Apple Needs to Tweak the Experience, Not Deploy a Bunch of Beacons
I suppose the good news is that our frustrations with the limits of beacons aren’t because of some kind of misreading of the code or documentation.
If Apple can get it wrong, you should feel some small measure of relief that it’s not just you.
Apple can make some simple tweaks to refining their iBeacon experiences:
- Don’t rely on lock screen messages except in the most general way
- Lock screen messages shouldn’t “feel” like they’re tied to a specific location – the delays may mean that your customer is in the restroom when you push them a “We hope you enjoy your stay” message
- Use counters and timers to reduce redundant messages
- Set the beacon signals and proximity detection to match the user experience
- Use visual queues in the environment itself to signal changes of location to the user
- Use visual queues in the app to indicate state changes (transitions and animations, or rank ordering content)
We don’t actually believe that iBeacon is broken. In part, we believe that some of the ‘heavy lifting’ that iBeacon needs to do will be carried by an iWatch or wearable device.
While we think that CLLocation and local notices are effectively useless for precision location messaging, we can live with it by designing experiences around it.

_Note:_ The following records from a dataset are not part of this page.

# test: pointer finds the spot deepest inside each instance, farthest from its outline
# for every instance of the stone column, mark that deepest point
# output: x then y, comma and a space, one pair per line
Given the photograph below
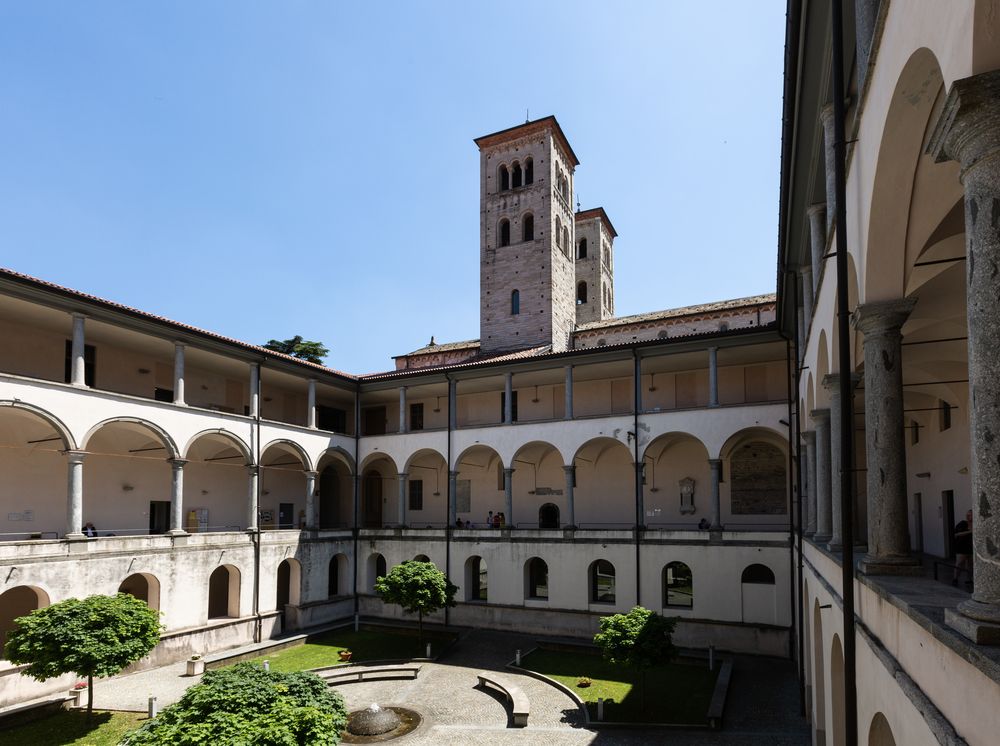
568, 415
508, 502
253, 474
810, 438
570, 472
74, 495
821, 418
402, 498
78, 368
311, 522
311, 405
715, 465
177, 496
817, 242
713, 376
830, 160
885, 442
508, 400
968, 131
179, 373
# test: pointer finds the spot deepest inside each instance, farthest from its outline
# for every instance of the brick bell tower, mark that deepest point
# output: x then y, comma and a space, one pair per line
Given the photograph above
526, 238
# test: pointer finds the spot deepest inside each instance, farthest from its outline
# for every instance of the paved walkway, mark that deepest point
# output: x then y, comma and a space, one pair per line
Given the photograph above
761, 708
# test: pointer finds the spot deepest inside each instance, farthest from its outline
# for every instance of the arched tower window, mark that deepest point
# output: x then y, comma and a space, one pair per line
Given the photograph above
528, 227
505, 232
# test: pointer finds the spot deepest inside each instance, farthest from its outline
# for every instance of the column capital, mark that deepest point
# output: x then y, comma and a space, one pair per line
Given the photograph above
882, 317
968, 128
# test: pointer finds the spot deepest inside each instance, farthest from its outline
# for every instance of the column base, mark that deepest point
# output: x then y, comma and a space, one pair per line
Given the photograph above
979, 631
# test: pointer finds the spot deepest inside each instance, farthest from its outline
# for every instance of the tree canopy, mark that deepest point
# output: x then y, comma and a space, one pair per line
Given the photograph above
244, 704
417, 587
96, 636
314, 352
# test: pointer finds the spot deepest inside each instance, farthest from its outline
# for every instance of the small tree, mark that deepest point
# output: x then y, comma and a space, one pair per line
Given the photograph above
314, 352
97, 636
418, 587
245, 704
640, 639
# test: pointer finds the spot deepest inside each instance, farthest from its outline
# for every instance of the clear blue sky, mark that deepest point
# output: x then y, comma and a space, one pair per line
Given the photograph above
269, 169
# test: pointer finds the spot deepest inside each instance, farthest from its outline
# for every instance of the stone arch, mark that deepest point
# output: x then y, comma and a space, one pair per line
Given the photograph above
144, 586
16, 602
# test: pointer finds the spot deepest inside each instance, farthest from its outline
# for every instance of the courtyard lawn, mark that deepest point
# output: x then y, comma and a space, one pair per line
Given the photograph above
71, 727
365, 645
676, 693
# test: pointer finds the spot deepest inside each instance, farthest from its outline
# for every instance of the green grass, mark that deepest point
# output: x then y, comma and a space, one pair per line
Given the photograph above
71, 727
675, 693
366, 645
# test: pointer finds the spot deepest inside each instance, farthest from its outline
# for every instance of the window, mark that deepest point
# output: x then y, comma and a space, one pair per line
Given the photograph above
602, 582
417, 416
538, 579
89, 363
416, 494
678, 587
528, 228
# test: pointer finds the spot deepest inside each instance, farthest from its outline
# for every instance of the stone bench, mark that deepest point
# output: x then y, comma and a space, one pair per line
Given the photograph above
348, 674
517, 698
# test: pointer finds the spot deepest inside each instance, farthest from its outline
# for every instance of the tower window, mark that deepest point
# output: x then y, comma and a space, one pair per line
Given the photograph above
528, 227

But what we DO believe is that deploying Bluetooth LE experiences isn’t easy – it takes careful design and planning, an awareness of proximity technology, and an understanding of the pros and cons of how Apple has designed its API.
In these early days, Apple needs to lead by example. And while its eating its own applesauce, it should tweak its experience to create an iBeacon experience that “wows” instead of confuses.